Per quanto riguarda la produzione delle mascherine, cosa ci puoi dire?
Avevamo a disposizione delle vecchie macchine da cucire e, allo stesso tempo, nel Paese c'era un eccesso di domanda di DPI. Ci siamo quindi messi in contatto con il Ministero della Salute (MOH) del Kenya, per definire gli standard di DPI commercializzabili e abbiamo avviato il progetto. Al momento, 25 persone partecipano attivamente alla produzione di maschere chirurgiche nel rispetto delle norme dei Dispositivi Medici. Prevediamo di vendere i DPI a prezzi agevolati, con sconti fino al 50% all'interno di Dagoretti, e di lavorare con gli operatori sanitari come principale canale di distribuzione. Al momento, abbiamo una domanda di circa 500.000 pezzi. La speranza è che la distribuzione si estenderà anche oltre i confini nazionali, raggiungendo tutto il mercato africano, con l'ambizione di arrivare a produrre circa 10 milioni di articoli. Inoltre, l'iniziativa supporta giovani donne e ragazze degli insediamenti informali intorno a Nairobi, coinvolte nella produzione.
Cosa ti ha fatto capire questo periodo sull'Africa e/o sull'Italia?
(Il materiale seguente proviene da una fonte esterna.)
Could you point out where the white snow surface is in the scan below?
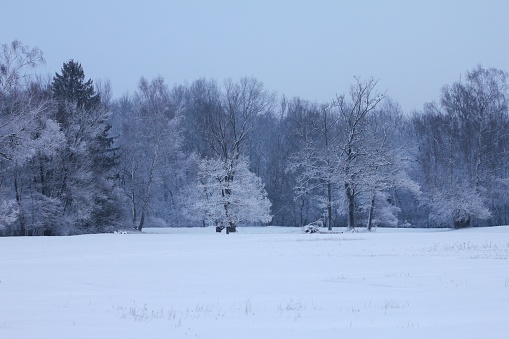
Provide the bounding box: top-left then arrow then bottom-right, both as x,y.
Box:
0,226 -> 509,339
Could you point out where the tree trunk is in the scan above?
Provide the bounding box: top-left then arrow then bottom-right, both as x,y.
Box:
327,180 -> 332,231
137,210 -> 145,232
345,183 -> 355,231
368,191 -> 376,231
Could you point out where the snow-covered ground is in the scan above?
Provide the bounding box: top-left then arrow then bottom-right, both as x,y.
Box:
0,226 -> 509,339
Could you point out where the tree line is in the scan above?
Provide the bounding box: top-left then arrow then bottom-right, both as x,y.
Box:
0,41 -> 509,235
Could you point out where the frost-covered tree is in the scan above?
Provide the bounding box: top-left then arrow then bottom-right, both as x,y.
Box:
193,78 -> 274,234
361,98 -> 420,231
332,78 -> 384,229
114,77 -> 186,231
0,41 -> 64,235
186,157 -> 272,233
288,105 -> 339,230
413,66 -> 509,228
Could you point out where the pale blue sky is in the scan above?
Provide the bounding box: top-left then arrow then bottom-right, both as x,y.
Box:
0,0 -> 509,112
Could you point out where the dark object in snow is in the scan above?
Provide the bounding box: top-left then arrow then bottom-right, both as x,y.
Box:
302,219 -> 323,233
302,224 -> 320,234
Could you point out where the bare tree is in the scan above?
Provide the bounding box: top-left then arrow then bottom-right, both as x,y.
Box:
332,78 -> 385,229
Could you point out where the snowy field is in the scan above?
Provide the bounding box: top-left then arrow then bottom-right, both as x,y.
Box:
0,226 -> 509,339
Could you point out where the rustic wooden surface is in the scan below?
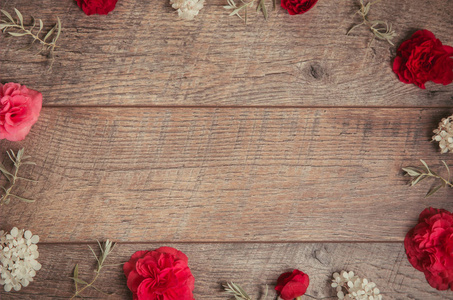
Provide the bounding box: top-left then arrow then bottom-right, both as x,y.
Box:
0,0 -> 453,107
0,0 -> 453,300
2,243 -> 453,300
0,107 -> 453,242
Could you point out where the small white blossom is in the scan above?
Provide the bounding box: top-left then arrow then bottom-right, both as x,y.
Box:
0,227 -> 41,292
331,271 -> 382,300
433,116 -> 453,153
170,0 -> 205,21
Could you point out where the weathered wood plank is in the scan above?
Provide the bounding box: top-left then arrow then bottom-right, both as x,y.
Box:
0,243 -> 453,300
0,108 -> 453,242
0,0 -> 453,107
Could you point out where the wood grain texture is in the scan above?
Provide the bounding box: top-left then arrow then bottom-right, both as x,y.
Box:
0,0 -> 453,107
0,243 -> 453,300
0,108 -> 453,242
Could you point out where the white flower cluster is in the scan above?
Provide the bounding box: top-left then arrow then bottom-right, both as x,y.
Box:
0,227 -> 41,292
332,271 -> 382,300
433,116 -> 453,153
170,0 -> 204,21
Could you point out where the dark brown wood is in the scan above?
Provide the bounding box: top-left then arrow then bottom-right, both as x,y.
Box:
0,0 -> 453,107
0,243 -> 453,300
0,108 -> 453,242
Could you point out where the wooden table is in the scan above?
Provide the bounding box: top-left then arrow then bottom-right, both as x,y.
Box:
0,0 -> 453,300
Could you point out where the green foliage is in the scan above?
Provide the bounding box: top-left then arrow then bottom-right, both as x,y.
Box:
0,148 -> 36,205
70,240 -> 115,299
403,159 -> 453,197
0,8 -> 61,70
346,0 -> 396,46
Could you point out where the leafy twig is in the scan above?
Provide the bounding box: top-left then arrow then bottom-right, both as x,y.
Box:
346,0 -> 396,46
0,148 -> 36,205
223,0 -> 276,24
0,8 -> 61,70
403,159 -> 453,197
70,240 -> 115,299
223,282 -> 269,300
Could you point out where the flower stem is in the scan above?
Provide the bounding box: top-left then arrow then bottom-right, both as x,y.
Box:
71,271 -> 100,300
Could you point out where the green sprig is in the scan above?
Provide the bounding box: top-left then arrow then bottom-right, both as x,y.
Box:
70,240 -> 115,299
403,159 -> 453,197
222,282 -> 269,300
223,0 -> 276,24
346,0 -> 396,46
0,148 -> 37,205
0,8 -> 61,70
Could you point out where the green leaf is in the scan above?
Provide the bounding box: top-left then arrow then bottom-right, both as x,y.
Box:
36,19 -> 44,36
43,24 -> 57,42
69,277 -> 88,284
10,194 -> 35,203
403,167 -> 421,176
8,32 -> 26,36
0,9 -> 16,24
74,264 -> 79,278
53,17 -> 61,43
420,159 -> 431,173
442,161 -> 451,182
425,185 -> 442,198
256,0 -> 267,20
0,163 -> 13,181
14,8 -> 24,27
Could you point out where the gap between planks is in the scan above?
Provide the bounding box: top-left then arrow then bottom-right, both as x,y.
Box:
43,104 -> 453,110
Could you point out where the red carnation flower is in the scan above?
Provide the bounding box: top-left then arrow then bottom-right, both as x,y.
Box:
0,82 -> 42,141
76,0 -> 118,16
404,207 -> 453,290
275,269 -> 310,300
123,247 -> 195,300
393,30 -> 453,89
281,0 -> 318,15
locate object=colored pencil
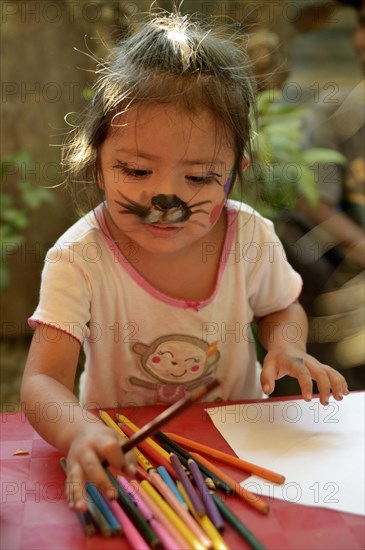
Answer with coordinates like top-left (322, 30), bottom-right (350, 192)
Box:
top-left (139, 485), bottom-right (186, 550)
top-left (212, 493), bottom-right (265, 550)
top-left (121, 379), bottom-right (219, 453)
top-left (155, 431), bottom-right (234, 495)
top-left (60, 457), bottom-right (96, 536)
top-left (150, 471), bottom-right (211, 548)
top-left (120, 424), bottom-right (176, 477)
top-left (109, 500), bottom-right (150, 550)
top-left (157, 466), bottom-right (185, 505)
top-left (85, 481), bottom-right (122, 535)
top-left (117, 414), bottom-right (170, 461)
top-left (141, 481), bottom-right (206, 550)
top-left (117, 476), bottom-right (179, 550)
top-left (166, 433), bottom-right (285, 484)
top-left (105, 468), bottom-right (161, 548)
top-left (188, 459), bottom-right (224, 531)
top-left (87, 499), bottom-right (113, 537)
top-left (170, 453), bottom-right (206, 517)
top-left (177, 481), bottom-right (229, 550)
top-left (191, 453), bottom-right (269, 514)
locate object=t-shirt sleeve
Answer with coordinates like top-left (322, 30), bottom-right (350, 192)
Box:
top-left (28, 245), bottom-right (91, 344)
top-left (247, 216), bottom-right (303, 317)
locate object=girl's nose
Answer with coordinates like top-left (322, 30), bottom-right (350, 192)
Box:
top-left (151, 194), bottom-right (186, 212)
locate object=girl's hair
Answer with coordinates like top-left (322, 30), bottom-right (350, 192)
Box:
top-left (63, 12), bottom-right (255, 213)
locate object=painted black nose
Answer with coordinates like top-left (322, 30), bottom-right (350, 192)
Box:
top-left (151, 195), bottom-right (185, 211)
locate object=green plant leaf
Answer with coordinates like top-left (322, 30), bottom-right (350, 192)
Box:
top-left (302, 147), bottom-right (346, 165)
top-left (1, 208), bottom-right (29, 230)
top-left (0, 261), bottom-right (10, 290)
top-left (299, 166), bottom-right (319, 206)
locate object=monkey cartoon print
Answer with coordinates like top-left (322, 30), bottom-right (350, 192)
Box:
top-left (129, 334), bottom-right (220, 403)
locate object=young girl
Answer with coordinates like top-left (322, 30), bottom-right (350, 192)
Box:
top-left (22, 13), bottom-right (348, 509)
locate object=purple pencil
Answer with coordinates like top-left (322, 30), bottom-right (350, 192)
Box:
top-left (170, 453), bottom-right (206, 517)
top-left (117, 476), bottom-right (181, 550)
top-left (108, 500), bottom-right (150, 550)
top-left (188, 458), bottom-right (225, 531)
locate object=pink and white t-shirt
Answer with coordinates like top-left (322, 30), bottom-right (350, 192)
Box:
top-left (29, 201), bottom-right (302, 408)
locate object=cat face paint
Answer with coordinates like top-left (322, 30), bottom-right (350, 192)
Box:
top-left (115, 192), bottom-right (212, 224)
top-left (99, 104), bottom-right (234, 254)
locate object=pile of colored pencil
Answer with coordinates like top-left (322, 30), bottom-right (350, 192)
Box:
top-left (63, 411), bottom-right (284, 550)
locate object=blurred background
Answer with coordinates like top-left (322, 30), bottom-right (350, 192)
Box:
top-left (0, 0), bottom-right (362, 412)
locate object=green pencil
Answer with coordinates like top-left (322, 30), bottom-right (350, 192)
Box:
top-left (104, 468), bottom-right (161, 548)
top-left (212, 493), bottom-right (265, 550)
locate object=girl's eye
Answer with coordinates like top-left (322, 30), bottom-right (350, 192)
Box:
top-left (186, 173), bottom-right (221, 185)
top-left (113, 162), bottom-right (152, 178)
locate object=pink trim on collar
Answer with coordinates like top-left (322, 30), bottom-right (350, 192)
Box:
top-left (95, 204), bottom-right (237, 311)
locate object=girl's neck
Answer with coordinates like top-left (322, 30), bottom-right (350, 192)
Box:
top-left (104, 208), bottom-right (227, 301)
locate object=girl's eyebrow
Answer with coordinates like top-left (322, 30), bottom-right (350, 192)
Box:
top-left (115, 148), bottom-right (223, 166)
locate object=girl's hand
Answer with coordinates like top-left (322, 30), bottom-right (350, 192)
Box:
top-left (66, 424), bottom-right (136, 511)
top-left (261, 347), bottom-right (349, 405)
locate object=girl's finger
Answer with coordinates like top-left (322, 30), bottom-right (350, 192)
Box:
top-left (80, 448), bottom-right (117, 499)
top-left (289, 357), bottom-right (313, 401)
top-left (66, 462), bottom-right (87, 511)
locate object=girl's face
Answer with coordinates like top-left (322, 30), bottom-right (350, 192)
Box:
top-left (99, 105), bottom-right (234, 253)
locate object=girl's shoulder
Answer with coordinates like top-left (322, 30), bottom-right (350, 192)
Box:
top-left (54, 205), bottom-right (102, 248)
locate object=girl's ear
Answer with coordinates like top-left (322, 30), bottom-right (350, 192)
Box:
top-left (94, 166), bottom-right (104, 191)
top-left (241, 157), bottom-right (250, 172)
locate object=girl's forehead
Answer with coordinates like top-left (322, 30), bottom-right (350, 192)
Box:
top-left (107, 104), bottom-right (232, 160)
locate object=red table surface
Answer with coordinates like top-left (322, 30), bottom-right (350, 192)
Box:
top-left (0, 403), bottom-right (365, 550)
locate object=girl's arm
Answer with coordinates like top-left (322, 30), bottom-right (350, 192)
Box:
top-left (258, 302), bottom-right (349, 405)
top-left (21, 325), bottom-right (133, 509)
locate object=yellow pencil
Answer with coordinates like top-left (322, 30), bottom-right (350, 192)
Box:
top-left (177, 481), bottom-right (229, 550)
top-left (140, 480), bottom-right (206, 550)
top-left (99, 411), bottom-right (128, 439)
top-left (99, 411), bottom-right (153, 472)
top-left (118, 414), bottom-right (170, 462)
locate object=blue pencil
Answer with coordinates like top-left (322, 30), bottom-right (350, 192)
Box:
top-left (86, 481), bottom-right (122, 535)
top-left (157, 466), bottom-right (186, 507)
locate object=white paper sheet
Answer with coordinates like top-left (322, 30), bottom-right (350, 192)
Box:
top-left (207, 393), bottom-right (365, 515)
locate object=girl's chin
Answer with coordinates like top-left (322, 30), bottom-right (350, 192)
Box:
top-left (144, 224), bottom-right (183, 239)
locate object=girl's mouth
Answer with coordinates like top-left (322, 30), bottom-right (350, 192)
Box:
top-left (144, 223), bottom-right (182, 237)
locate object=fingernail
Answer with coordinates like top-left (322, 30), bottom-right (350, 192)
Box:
top-left (106, 489), bottom-right (116, 500)
top-left (125, 462), bottom-right (137, 476)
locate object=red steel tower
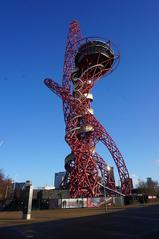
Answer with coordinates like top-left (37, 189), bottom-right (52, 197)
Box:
top-left (44, 21), bottom-right (132, 198)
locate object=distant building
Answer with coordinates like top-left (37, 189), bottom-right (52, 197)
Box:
top-left (54, 172), bottom-right (66, 188)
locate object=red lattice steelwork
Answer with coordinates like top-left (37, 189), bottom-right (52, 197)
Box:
top-left (44, 21), bottom-right (132, 198)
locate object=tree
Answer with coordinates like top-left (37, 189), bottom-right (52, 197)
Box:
top-left (0, 170), bottom-right (12, 200)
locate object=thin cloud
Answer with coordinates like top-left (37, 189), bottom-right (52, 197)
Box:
top-left (155, 159), bottom-right (159, 165)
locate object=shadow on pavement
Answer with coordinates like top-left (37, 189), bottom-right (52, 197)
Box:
top-left (0, 205), bottom-right (159, 239)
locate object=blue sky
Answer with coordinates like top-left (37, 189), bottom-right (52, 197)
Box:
top-left (0, 0), bottom-right (159, 186)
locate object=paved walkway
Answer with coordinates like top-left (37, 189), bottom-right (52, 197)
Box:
top-left (0, 205), bottom-right (159, 239)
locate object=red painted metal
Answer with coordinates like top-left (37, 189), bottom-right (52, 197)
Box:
top-left (44, 21), bottom-right (132, 197)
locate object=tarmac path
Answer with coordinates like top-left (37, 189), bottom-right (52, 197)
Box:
top-left (0, 205), bottom-right (159, 239)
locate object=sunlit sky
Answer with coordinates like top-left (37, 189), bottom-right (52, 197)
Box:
top-left (0, 0), bottom-right (159, 187)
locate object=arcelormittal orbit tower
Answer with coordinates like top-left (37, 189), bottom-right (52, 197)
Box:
top-left (44, 21), bottom-right (132, 198)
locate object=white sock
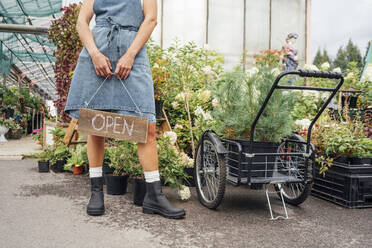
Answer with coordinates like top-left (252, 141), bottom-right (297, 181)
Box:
top-left (144, 170), bottom-right (160, 183)
top-left (89, 166), bottom-right (102, 178)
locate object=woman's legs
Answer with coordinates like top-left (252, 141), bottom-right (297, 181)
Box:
top-left (87, 135), bottom-right (105, 168)
top-left (87, 135), bottom-right (105, 215)
top-left (138, 123), bottom-right (185, 219)
top-left (138, 123), bottom-right (158, 172)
Le reazioni e le dinamiche che hanno caratterizzato questo periodo mi hanno fatto capire che tutti gli esseri umani sono molto simili tra loro. Le sensazioni di alcune persone, come la rabbia o la paura, contrapposte a sensazioni di indifferenza e di ostilità, hanno creato tensioni sociali in tutto il mondo, di entità o di carattere diversi. Ma in fin dei conti siamo tutti uguali. E la cosa che più mi ha toccato, di questo periodo, è stata l'autentica e genuina solidarietà che l'Italia ha ricevuto, senza saperlo, da parte del Kenya. Se avessero avuto gli strumenti per farlo, ho avuto la sensazione che ci avrebbero mandato dei soldi. È un Paese, un continente, che ci ha sempre trattato bene, e se c'è qualcosa che questa tragedia può insegnarci, è a voler più bene all'Africa.